De gauche à droite: Alain Gélinas, président de la CAVP, Jason Luckerhoff, professeur à l’UQTR, Saray Moreira Urra, auteure du mémoire de maîtrise et Yvon Boivin, ex-président de la CAVP.

Pyrrhotite: les victimes vivent un sentiment d’injustice

TROIS-RIVIÈRES — La Coalition d’aide aux victimes de la pyrrhotite et le département des lettres et communication sociale de l’UQTR ont dévoilé, mardi, les résultats d’une analyse exhaustive du vécu des victimes de la pyrrhotite. Il s’agit, en fait, d’un mémoire de maîtrise rédigé par l’étudiante Saray Moreira Urra sous la supervision du professeur Jason Luckerhoff.

Cette analyse permet de comprendre la crise de la pyrrhotite sous un angle social. Il en ressort principalement que les victimes vivent un sentiment d’injustice face à leur situation, qui, même s’il s’agit d’une catastrophe, n’est pas perçue par la société de la même façon que d’autres phénomènes destructeurs.

«C’est un sinistre particulier», constate le professeur Luckerhoff, surtout parce que les victimes sont isolées. Certaines ont les moyens de faire réparer leur maison, d’autres pas. Certaines ont une garantie de maison neuve, d’autres pas. D’autres encore ne peuvent recevoir aucune aide financière parce que le taux de pyrrhotite dans leur béton n’est pas assez élevé. Ce sont d’ailleurs les victimes les plus désespérées, constate l’analyse, puisque aucun espoir de voir la lumière au bout du tunnel ne s’offre à elles présentement. Certains propriétaires vivent dans un jumelé et le voisin refuse de réparer. La pyrrhotite consomme tout ce que certains propriétaires avaient cumulé pour leur retraite. D’autres se désolent de n’avoir plus rien à laisser à leurs enfants.

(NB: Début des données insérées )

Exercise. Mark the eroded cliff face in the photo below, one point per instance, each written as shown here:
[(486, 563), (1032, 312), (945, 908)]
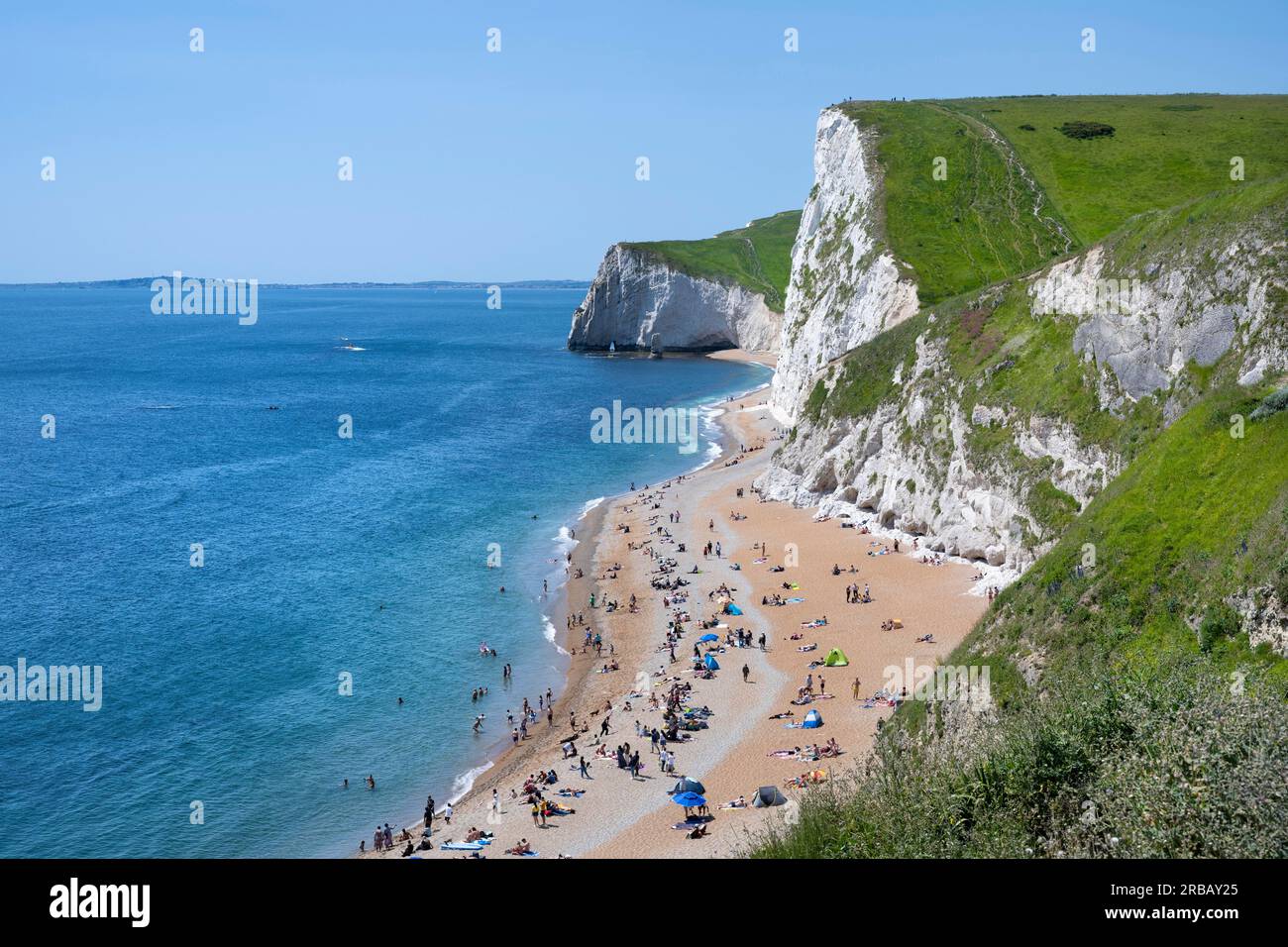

Beaucoup ne peuvent plus emprunter à la banque.

C’est que certains doivent se résigner à vendre pour 60 000 $ leur maison qui en valait 250 000 $.

Comme l’explique l’auteure du mémoire, Saray Moreira Urra, les gens finissent par détester leur maison même si, au départ, ils avaient pris grand soin de la faire construire à leur goût.

Un propriétaire qui apprend que ses fondations contiennent de la pyrrhotite se fait happer dans un engrenage qui dure en moyenne trois ans même si les travaux de levage et de remplacement des fondations durent à eux seuls 16,2 semaines en moyenne.

Si la Coalition a quelques fois déploré que peu de personnes s’impliquaient dans la cause, ces constats élucident le mystère. «Elles n’en peuvent plus», indique le professeur Luckerhoff. Les victimes «ne veulent plus en entendre parler et ce, même quand leur maison est réparée et à nouveau en bon état.

C’est donc très difficile de générer de la solidarité en pareilles circonstances, constate la thèse de maîtrise.

La CAVP estime que l’ensemble des informations de nature sociale colligées par Mme Urra vient éclairer bien des choses et confirme pourquoi la Coalition est perçue, par les victimes, comme une PME qui vient en aide aux gens alors que c’est un organisme tenu à bout de bras par des bénévoles qui ont eux-mêmes été victimes de la pyrrhotite.

Le président de la CAVP, Alain Gélinas, indique que les observations qui résultent de la thèse de l’UQTR «vont permettre à la Coalition d’aligner ses actions et d’aborder les autres défis sous un autre angle. «On va essayer d’autres avenues lors des prochaines négociations avec le gouvernement. Ce sont des filons d’interventions», résume-t-il.

L’ancien président de la CAVP, Yvon Boivin, qui avait initié cette étude avec l’UQTR grâce à un généreux donateur qui souhaite rester anonyme, constate qu’après huit années de problèmes engendrés dans la région par la pyrrhotite et malgré les cas qui ont émergés dans le nord-est des États-Unis pour la même raison, la norme sur la pyrrhotite dans le béton n’a toujours pas été révisée, ce qui signifie qu’un tel drame pourrait survenir encore. «Allons-nous attendre une autre vague?», demande-t-il.

Le député fédéral Robert Aubin a d’ailleurs posé une question en Chambre, mardi, à ce sujet. Il y a urgence de réviser cette norme, ce qui permettrait aux victimes en zone grise d’être indemnisées, dit-il.

La Coalition est toujours à compiler les données de son récent sondage en ligne concernant les demandes d’aide financière.